L’EXTRÊME DROITE EUROPÉENNE
Le retour de la bête immonde

Par Mustapha Cherif

Des partis de gauche, des citoyens de confession musulmane et d’autres associations antiracistes en France, appellent à un rassemblement ce jour samedi 18 décembre, contre la haine des groupes d’extrême droite français et européens, qui se tient à Paris. Des groupes d’extrême droite appuyés par des extrémistes laïcs et dogmatiques ont décidé de se rassembler pour soi-disant «défendre la laïcité et les valeurs de la civilisation». Le nazisme, le fascisme et le colonialisme ont laissé des traces, que certains nostalgiques veulent actualiser. Profitant de la crise économique et morale qui secoue l’Europe, la bête immonde ose distiller le venin contre les musulmans. L’amplification de la peur, l’exploitation avec cynisme des dérives des fondamentalistes jettent l’opprobre sur tous les musulmans. La propagande du choc des civilisations gagne du terrain. 

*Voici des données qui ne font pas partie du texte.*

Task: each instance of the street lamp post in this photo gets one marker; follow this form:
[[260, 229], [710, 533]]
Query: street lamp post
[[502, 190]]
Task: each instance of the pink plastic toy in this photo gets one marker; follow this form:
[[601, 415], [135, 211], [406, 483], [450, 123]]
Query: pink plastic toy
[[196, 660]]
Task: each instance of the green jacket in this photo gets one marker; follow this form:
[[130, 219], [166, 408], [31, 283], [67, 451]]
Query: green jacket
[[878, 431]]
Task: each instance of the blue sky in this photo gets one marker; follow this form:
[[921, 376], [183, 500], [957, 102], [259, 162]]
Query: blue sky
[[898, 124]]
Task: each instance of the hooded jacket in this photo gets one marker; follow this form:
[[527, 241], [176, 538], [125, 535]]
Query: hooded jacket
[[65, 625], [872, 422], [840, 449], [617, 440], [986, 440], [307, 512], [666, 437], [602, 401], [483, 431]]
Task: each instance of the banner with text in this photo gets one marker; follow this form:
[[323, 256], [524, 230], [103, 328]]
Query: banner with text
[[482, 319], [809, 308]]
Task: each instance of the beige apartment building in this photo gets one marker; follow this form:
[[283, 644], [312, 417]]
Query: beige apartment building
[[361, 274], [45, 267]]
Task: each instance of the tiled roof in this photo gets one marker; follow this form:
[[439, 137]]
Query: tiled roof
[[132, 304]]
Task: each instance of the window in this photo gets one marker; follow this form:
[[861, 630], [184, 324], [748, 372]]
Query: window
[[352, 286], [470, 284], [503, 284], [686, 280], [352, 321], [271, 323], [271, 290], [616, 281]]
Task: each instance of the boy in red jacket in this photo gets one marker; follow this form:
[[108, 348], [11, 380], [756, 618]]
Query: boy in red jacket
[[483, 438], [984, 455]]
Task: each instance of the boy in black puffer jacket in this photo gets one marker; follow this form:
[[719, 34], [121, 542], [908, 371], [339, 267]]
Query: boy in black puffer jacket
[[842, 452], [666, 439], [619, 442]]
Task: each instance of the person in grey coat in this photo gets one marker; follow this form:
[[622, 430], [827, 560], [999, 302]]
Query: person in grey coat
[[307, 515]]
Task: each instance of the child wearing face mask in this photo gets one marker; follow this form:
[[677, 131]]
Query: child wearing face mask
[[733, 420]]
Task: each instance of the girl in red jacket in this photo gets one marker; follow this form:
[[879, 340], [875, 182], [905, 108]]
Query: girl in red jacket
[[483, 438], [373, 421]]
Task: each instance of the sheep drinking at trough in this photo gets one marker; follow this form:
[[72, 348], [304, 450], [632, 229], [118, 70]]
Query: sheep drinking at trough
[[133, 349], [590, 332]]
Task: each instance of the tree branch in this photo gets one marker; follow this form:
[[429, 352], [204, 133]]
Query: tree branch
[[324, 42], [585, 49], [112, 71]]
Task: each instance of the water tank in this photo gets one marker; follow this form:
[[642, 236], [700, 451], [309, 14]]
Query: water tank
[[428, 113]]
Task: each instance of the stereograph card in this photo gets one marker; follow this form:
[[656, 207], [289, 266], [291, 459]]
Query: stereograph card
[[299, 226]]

Corriger nos actes et discours

 


Après les caricatures vulgaires sur le Prophète, le vote suisse sur l’interdiction de minarets, la multiplication des profanations de mosquées et cimetières musulmans, le débat sectaire sur l’identité, la montée des discours extrémistes et racistes dans toute l’Europe et les discriminations que subissent les musulmans des quartiers défavorisés, la vigilance s’impose. Ce ne sont plus des phénomènes isolés, mais une vague de fond populiste, politicienne et électoraliste qui contredit les valeurs monothéistes et celles des Lumières, et met en danger le vivre-ensemble et la paix. Dans le monde musulman, on doit se réformer, corriger nos actes et nos discours afin de ne pas apporter de l’eau aux moulins des nouveaux racistes.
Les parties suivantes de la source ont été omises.